Sous un joli pyjama beige, la vie palpite dans le chaudron
Les motifs sur le corps des animaux ont souvent pour fonction de dissimuler leur forme dans le milieu. La nature a pourvu les vulnérables faons de chevreuil ou de cerf d’une robe tachetée qui leur permet de se camoufler sur le sol forestier. Dans une même optique, elle a doté les marcassins d’un joli pyjama beige strié de bandes brunes. Ces petits sangliers sont adorables, mais qu’ils sont difficiles à découvrir!
La bête râblée n’a pas l’élégance d’une biche, son poil est rêche et son œil chafouin. Elle vit la nuit, grogne et laboure de son boutoir les pâturages et les champs, en quête de racines, de tubercules ou de rongeurs, laissant derrière elle des sols retournés et des dégâts dans les cultures. Le sanglier est mal aimé, car il incarne une nature sauvage qui empiète sur nos activités.
La laie et les sept nains
Malgré son apparence revêche, l’animal possède des sens aiguisés, une grande intelligence et fait preuve de sociabilité. Le début du printemps correspond au pic des naissances et grâce à la complicité d’un ami qui a découvert fortuitement un lieu de mise bas, j’ai pu partager un moment d’intimité familiale avec ces cochons sauvages.
Installé à proximité du chaudron en fin de journée, j’ai eu l’occasion d’observer une laie avec ses marcassins. Les animaux se reposent, couchés les uns sur les autres dans un souci de contact et de chaleur corporelle. Après un moment passé à détailler le tas d’animaux, des oreilles bougent, une patte se détend et quelques couinements et grognements se font entendre. La laie se lève tranquillement et s’en va suivie par ses sept petits âgés de quelques jours seulement. Je profite de leur absence pour quitter les lieux.
Mamans interchangeables
De retour à l’aube le lendemain avec mon ami, c’est la stupéfaction! Dans un éclat de bois cassé et de feuilles mortes remuées, une laie bondit hors du chaudron et nous toise à une dizaine de mètres, soufflant et remuant les oreilles.

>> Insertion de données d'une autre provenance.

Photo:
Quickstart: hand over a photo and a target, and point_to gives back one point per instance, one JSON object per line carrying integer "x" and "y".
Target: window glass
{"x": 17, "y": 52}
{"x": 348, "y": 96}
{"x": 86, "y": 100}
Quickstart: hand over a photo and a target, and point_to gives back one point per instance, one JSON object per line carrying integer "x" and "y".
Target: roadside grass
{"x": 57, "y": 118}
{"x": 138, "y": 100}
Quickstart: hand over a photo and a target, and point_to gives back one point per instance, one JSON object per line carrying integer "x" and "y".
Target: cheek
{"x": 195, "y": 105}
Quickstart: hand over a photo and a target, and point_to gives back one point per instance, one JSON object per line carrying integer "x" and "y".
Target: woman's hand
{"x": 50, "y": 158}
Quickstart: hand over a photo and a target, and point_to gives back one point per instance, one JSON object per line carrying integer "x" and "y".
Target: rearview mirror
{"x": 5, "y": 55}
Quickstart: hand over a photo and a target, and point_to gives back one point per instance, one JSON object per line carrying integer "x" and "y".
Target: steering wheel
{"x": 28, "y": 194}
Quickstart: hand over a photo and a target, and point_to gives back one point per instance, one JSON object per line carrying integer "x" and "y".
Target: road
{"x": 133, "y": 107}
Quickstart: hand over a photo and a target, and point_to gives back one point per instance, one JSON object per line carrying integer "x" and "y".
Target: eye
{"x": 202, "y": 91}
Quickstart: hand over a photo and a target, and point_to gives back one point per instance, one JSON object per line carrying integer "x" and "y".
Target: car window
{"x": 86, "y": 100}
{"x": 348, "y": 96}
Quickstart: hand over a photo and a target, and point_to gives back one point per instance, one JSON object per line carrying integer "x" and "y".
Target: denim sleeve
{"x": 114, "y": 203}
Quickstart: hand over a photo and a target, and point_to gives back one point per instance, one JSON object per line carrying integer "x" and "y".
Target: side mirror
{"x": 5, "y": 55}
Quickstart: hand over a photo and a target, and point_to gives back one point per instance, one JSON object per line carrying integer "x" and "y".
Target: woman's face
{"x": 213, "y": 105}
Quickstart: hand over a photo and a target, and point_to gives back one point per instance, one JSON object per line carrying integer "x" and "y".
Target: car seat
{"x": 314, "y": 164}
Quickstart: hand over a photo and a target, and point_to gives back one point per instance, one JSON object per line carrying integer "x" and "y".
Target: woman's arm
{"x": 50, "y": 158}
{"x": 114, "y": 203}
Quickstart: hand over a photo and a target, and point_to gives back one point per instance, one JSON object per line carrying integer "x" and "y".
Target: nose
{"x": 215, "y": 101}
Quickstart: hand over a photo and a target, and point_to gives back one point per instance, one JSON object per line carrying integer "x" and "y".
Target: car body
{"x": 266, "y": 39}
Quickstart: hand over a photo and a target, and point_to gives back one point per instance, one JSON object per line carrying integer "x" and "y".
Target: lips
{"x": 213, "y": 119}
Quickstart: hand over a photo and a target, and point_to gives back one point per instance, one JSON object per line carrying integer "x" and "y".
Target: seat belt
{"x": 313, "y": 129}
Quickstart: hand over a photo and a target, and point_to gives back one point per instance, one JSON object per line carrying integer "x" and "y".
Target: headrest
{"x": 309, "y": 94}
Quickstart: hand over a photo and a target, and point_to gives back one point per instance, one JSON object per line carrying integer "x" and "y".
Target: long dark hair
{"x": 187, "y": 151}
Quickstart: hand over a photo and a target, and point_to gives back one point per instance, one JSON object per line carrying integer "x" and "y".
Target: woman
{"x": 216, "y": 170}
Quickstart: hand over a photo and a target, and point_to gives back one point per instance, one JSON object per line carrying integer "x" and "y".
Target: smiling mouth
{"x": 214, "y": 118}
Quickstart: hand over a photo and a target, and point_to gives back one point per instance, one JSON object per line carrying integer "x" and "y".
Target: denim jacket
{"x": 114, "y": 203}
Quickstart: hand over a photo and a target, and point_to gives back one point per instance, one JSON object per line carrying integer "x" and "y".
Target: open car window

Nous restons tétanisés face à la bête apeurée et menaçante. Elle s’éloigne heureusement, toujours en soufflant et très vigilante, suivie d’une dizaine de marcassins. La tension se relâche et nous constatons, surpris, que la laie que nous connaissions est couchée dans le chaudron avec deux petits. Elle n’a pas bougé!
La seconde femelle qui a passé la nuit avec ses jeunes en sa compagnie est partie visiblement avec plus de petits que les siens ce qui démontre que les marcassins peuvent suivre indifféremment l’une ou l’autre maman…
Le reste de la journée s’est déroulé dans une parfaite quiétude. Notre laie s’est levée pour aller boire dans une flaque proche, talonnée par les deux porcelets. Elle s’est recouchée plus tard sur le flanc pour laisser les marcassins téter frénétiquement avant de s’endormir, repus, sous le doux soleil printanier.